Opinion
No. 90-1270.
March 12, 1991.
Appeal from the Circuit Court for Dade County, Fredricka G. Smith, J.
Bennett H. Brummer, Public Defender, and Harvey J. Sepler, Asst. Public Defender, for appellant.
Robert A. Butterworth, Atty. Gen., and Marc E. Brandes, Asst. Atty. Gen., for appellee.
Before FERGUSON, LEVY and GODERICH, JJ.
ON CONFESSION OF ERROR
The State concedes, correctly, that the trial court erroneously applied section 943.058, Florida Statutes (1989), in denying a motion to expunge and seal court records showing that the movant was arrested and charged with a criminal offense.
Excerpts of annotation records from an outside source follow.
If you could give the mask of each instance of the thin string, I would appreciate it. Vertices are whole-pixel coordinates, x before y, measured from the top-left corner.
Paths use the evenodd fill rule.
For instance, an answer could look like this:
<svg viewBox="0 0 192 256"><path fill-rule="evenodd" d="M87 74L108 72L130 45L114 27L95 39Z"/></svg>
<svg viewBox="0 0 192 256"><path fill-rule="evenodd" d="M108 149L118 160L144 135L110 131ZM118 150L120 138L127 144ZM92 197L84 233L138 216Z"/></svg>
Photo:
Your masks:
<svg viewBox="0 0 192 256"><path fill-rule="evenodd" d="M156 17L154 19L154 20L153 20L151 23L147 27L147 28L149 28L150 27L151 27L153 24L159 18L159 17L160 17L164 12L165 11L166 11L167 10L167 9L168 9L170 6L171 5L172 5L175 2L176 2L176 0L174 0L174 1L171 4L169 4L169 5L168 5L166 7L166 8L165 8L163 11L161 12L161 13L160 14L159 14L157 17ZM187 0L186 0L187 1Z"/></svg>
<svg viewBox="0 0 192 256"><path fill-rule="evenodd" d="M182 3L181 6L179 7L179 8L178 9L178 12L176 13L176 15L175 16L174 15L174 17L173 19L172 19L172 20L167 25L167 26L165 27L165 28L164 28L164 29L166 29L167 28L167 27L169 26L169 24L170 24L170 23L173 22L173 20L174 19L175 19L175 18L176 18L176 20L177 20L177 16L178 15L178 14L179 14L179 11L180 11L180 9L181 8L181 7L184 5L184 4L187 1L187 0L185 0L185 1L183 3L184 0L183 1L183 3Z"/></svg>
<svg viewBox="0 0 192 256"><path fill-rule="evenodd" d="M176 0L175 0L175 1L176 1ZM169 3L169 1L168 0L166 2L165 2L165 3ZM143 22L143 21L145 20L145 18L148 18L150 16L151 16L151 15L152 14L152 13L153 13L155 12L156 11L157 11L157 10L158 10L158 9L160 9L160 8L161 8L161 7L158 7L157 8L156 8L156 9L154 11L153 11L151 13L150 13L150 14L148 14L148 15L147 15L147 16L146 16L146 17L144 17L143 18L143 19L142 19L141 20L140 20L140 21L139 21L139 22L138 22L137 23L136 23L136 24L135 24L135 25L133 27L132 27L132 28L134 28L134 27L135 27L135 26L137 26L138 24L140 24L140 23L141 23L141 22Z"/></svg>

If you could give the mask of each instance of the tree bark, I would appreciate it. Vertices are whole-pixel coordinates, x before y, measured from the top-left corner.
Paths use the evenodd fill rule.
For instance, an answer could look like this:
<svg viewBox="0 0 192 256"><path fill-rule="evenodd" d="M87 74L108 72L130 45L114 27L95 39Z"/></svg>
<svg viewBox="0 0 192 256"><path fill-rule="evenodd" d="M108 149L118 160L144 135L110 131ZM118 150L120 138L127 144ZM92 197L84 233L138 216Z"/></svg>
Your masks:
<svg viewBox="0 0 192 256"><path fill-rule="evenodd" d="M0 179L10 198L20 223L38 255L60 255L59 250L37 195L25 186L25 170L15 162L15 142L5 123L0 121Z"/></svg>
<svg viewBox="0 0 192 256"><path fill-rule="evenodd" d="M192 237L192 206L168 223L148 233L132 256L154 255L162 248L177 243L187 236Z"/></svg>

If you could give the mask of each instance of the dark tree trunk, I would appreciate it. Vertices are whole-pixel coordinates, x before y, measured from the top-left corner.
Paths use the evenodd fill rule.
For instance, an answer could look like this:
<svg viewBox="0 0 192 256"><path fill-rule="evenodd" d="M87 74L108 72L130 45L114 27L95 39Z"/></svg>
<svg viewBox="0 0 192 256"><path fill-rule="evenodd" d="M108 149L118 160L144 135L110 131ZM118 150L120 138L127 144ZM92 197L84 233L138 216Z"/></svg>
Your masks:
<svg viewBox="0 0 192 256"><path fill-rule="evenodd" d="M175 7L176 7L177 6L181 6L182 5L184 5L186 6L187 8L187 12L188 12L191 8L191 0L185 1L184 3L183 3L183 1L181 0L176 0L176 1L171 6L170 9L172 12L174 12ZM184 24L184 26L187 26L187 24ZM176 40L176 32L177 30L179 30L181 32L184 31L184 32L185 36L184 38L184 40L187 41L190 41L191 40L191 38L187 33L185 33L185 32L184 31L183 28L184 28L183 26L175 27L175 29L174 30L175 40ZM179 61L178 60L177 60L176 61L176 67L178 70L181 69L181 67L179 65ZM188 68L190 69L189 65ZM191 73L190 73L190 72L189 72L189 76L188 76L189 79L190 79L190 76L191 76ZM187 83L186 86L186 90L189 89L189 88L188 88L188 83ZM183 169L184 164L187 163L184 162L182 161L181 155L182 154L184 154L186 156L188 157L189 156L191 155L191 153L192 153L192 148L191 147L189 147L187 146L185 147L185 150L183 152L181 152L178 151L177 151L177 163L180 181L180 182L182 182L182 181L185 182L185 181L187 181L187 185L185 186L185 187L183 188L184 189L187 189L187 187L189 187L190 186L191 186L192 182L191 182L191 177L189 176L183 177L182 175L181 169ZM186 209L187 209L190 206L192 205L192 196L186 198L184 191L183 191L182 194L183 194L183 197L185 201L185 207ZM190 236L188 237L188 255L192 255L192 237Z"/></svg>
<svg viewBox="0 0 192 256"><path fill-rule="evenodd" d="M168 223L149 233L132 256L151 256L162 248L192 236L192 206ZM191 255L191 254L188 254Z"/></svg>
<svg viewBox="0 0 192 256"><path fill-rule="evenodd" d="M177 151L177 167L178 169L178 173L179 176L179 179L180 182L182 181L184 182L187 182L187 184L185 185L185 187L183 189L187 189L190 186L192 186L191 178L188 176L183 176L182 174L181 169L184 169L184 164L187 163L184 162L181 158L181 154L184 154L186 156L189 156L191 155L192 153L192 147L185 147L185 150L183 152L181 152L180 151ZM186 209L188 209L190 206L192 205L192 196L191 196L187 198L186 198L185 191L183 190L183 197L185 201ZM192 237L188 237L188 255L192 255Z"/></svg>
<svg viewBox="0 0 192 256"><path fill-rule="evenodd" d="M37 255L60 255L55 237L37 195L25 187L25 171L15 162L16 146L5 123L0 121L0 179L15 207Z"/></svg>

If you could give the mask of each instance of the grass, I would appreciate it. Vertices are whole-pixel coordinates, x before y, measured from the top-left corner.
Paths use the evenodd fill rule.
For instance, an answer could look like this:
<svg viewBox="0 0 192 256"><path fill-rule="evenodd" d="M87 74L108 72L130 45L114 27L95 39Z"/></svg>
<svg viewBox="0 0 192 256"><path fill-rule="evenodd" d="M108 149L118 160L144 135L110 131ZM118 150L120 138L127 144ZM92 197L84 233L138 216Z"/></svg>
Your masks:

The statute, which prohibits the sealing of records in a completed case, does not apply where the charges are nolle prossed. Canter v. State, 448 So.2d 64 (Fla. 3d DCA 1984). Accord Merritt v. State, 522 So.2d 93, 94-95 (Fla. 1st DCA 1988); Thomas v. State, 513 So.2d 163, 164-65 (Fla. 2d DCA), rev. denied, 519 So.2d 988 (Fla. 1987); Williamson v. State, 510 So.2d 1052, 1054-55 (Fla. 3d DCA 1987).
A nolle prosequi is a formal entry on the record by the prosecutor declaring that there will be no further prosecution of either the entire case, some of the counts, or some of the defendants. 1 Fla.Jur.2d Actions § 105 (1991).
Reversed and remanded for further proceedings.